それなのに、カイトは一向に浮上する様子を見せない。
さすがに気になったのか、ミクがカイトを覗き込むようにして問いかける。
「お兄ちゃん、何かあった?」
「ん?まあ、ちょっとね……」
言葉を濁すようにして、手にしていたパンを口に放り込む。そんなカイトの様子に、メイコが怪訝そうな表情をする。
みんなの手が止まった。一斉にカイトを見つめる。
さすがにその視線には気づいたのか、カイトが慌てた様子で手を振り始めた。
「いや、大したことないって。
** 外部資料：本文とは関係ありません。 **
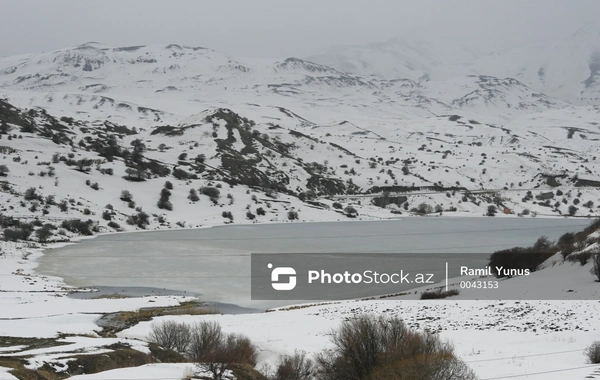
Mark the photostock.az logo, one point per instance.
(282, 271)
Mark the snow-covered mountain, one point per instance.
(396, 58)
(305, 130)
(567, 68)
(165, 83)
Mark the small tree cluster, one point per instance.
(193, 195)
(78, 226)
(212, 192)
(385, 348)
(163, 202)
(141, 219)
(228, 215)
(206, 345)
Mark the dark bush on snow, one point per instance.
(385, 348)
(78, 226)
(439, 294)
(521, 258)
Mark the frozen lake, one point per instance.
(215, 262)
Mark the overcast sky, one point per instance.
(280, 28)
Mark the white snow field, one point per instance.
(287, 141)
ちょっと、昨日送られてきたマスターからのメールが気になっただけで」
その言葉にダイニングの空気がぴしっと凍った。
メイコがダンっとテーブルに両手をついて立ち上がる。その表情は怪訝を通り越して、果てしなく嫌そうなものに変わっていた。もしかしたら、後ろに何か暗雲と雷鳴を背負っていると言っても、今なら誰も否定しないかもしれない。
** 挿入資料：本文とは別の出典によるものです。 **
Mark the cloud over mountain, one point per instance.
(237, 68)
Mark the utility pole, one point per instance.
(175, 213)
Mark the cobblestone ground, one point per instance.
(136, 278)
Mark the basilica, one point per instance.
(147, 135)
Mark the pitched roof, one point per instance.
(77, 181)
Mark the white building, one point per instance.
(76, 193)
そんなメイコの様子に、他のみんながビクッと身体を震わせた。
「カイト、どんなメールが送られてきたのか、お姉ちゃんに話してみなさい?」
「め、メイちゃん?」
「ほら、さっさと吐く!」
カイトのパジャマの襟を掴み、メイコが壮絶な笑みを浮かべる。
あまりのメイコの怖さにカイトが助けを求めようと視線を向けるが、一斉に視線を逸らされた。こんな状態のメイコに逆らってマトモでいられるはずもない。
今までの経験でそれをよく知っているカイトは、助けてくれない弟妹を恨みもせず、ただがっくりと肩を落とした。